We show that blocking PS signaling through its receptors with mch1N11 enhances local and systemic CD8+ T cell activation and, to a lesser extent, CD4+ T cell activation when combined with RT and/or PD-1 blockade (Figures 4A and 6C). In our experiments, we observed increased PS expression of adoptively transferred antigen-specific Pmel and endogenous CD8+ T cells in mice treated with RT + mch1N11 (Figure S3B). These transferred cells also show increased expression of memory and activation markers, indicating that PS expression is associated with activated effector T cells. This is consistent with previous reports that PS is externalized on the surface of activated T cells (Birge et al., 2016). In addition, the data from the experiments in Figures 4A and 6C show that the combination of mch1N11 with RT and/or anti-PD-1 enhances CD8+ T cell expression of the cytolytic protein granzyme B. We also observed enhanced CD8+ T cell-mediated killing of B16 tumor cells when mch1N11 is combined with RT and/or anti-PD-1 (Figure 6A). These data suggest that the addition of mch1N11 to RT or anti-PD-1 promotes a cytolytic program in CD8+ T cells, and this may be the main mechanism by which mch1N11 enhances the anti-tumor efficacy of RT with or without anti-PD-1. Whether blocking the PS interaction with its receptors can alter T cells directly or affect T cell activation and cytolytic programming by repolarizing the TME toward a proinflammatory environment remains an open question.

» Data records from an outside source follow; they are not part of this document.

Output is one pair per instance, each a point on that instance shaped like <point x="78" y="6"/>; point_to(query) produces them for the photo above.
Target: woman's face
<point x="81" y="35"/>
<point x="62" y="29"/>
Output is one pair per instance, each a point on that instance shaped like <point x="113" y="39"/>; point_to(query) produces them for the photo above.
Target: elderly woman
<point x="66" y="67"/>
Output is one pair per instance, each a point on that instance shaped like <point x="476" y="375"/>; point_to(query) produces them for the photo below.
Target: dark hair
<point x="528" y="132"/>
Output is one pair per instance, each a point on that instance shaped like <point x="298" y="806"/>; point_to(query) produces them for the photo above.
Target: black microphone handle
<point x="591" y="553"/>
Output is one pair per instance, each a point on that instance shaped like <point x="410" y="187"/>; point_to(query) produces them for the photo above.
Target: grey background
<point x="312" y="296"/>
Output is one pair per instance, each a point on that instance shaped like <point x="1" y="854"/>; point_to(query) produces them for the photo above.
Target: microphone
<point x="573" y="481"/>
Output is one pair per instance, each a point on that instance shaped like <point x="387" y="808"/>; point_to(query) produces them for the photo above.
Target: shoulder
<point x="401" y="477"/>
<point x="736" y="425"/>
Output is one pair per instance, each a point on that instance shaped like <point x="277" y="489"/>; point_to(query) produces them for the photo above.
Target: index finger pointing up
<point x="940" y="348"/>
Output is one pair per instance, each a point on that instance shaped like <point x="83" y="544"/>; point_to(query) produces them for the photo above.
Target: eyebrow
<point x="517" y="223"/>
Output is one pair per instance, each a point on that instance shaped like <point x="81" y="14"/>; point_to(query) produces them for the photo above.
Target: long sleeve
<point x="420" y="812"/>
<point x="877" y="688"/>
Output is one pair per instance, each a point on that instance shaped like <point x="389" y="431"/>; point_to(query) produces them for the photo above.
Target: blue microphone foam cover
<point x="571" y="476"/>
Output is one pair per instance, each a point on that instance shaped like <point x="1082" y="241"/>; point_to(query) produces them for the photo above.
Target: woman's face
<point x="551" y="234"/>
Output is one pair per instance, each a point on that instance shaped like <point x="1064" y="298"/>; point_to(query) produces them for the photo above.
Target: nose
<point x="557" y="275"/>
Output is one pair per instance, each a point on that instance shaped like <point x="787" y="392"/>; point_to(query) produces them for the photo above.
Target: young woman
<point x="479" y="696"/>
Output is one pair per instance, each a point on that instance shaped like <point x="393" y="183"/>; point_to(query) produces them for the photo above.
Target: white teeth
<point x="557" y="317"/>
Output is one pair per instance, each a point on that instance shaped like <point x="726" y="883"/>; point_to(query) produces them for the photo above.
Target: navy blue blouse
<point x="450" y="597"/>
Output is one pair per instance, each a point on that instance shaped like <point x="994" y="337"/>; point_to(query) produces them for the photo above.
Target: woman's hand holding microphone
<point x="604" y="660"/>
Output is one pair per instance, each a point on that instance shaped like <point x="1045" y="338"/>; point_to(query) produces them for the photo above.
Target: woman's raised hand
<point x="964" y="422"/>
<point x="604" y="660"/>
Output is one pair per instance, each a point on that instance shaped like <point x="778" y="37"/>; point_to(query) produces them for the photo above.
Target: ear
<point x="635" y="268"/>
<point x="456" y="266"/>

We summarized the various effects of the combination of mch1N11 with RT and anti-PD-1 on the immune system in Figure 7D. We propose that each therapy (mch1N11, RT, and anti-PD-1) has a unique mode of action and that when combined, this leads to potent activation of the immune system. In untreated animals, B16 tumors express basal levels PS on the cell surface of viable tumor and immune cells. In addition, the TAMs have an anti-inflammatory M2 phenotype and the CD8+ T cells are dysfunctional (Figure 7D, first row). Tumor-directed RT kills a fraction of tumor cells and increases PS expression on the remaining viable tumor cells and immune cells. In addition, there is a slight increase in CD8+ T cell infiltration and activation; however, the TAMs remain relatively unchanged (Figure 7D, second row). When RT is combined with mch1N11, there is an increase in CD8+ T cell infiltration and activation and proinflammatory M1 macrophages (Figure 7D, third row). The addition of anti-PD-1 to RT and mch1N11 increases the infiltration and significantly enhances the activation state of CD8+ T cells (Figure 7D, last row). The resulting effect of the triple-combination therapy is a potent activation of both the adaptive and the innate arms of the immune system.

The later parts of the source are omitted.